Mubarak nel primo decennio del 2000 sta cercando di preparare il figlio a diventare il nuovo

presidente dell'Egitto e attorno al figlio c'è tutto questo gruppo di grandi capitalisti monopolisti del

paese al punto che si parla di stati mafia perché c'è un progressivo aggravamento del carattere

predatorio dei regimi. Vengono gestiti in modo neopatrimoniale interessi privati ai vertici dello

Stato i quali hanno sempre più profitti ad esclusione invece della maggior parte della popolazione.

Quindi i beneficiari della liberalizzazione economica diminuiscono sempre di più. Di fatto i

beneficiari sono solo piccole cecchie monopoliste intorno ai vertici dei regimi, appunto stati mafia

o stati neopatrimoniali.

Nella Tunisia di Ben Ali tutta la famiglia allargata della moglie di Ben Ali gestiva gran parte

dell'economia del paese come se fosse proprietà sua in gestione privata. In parte, però, delle

risorse vengono ridistribuite in modo nepotista, clientelare dall'alto verso il basso soprattutto in

alcuni contesti (per esempio quando ci sono le elezioni per comprare i voti). Però comunque si crea

un contesto che è molto simile a quello di epoca coloniale in cui c'era la borghesia compradora.
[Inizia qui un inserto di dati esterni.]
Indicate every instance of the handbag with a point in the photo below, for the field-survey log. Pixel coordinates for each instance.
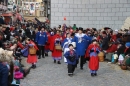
(58, 47)
(32, 50)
Oggi non si chiama più borghesia compradora, ma "crony capitalism” cioè il capitalismo dei

compari: c’è una classe parassita monopolizzatrice del regime o quasi identificata con il regime che

in contesto neoliberalista, collegata al capitale internazionale, riesce a ricavare grandi profitti ad

esclusione della popolazione.

Sul piano politico che cosa succede? Succede che le riforme verso il sistema della democrazia

liberale creano dei sistemi di rappresentanza, cioè dei sistemi multipartitici e elezioni regolari.

Quando si passa al sistema multipartitico, l'unione socialista araba viene smantellata. Questi partiti

non servono più a mobilitare il popolo dietro al regime, anzi hanno la funzione opposta di

smobilitare la massa. Abbiamo, quindi, una deideologizzazione dei regimi che non hanno più da

legittimarsi da un punto di vista ideologico. Anche le strutture di mobilitazione di massa, ovvero i

partiti unici e i sindacati vengono smantellati.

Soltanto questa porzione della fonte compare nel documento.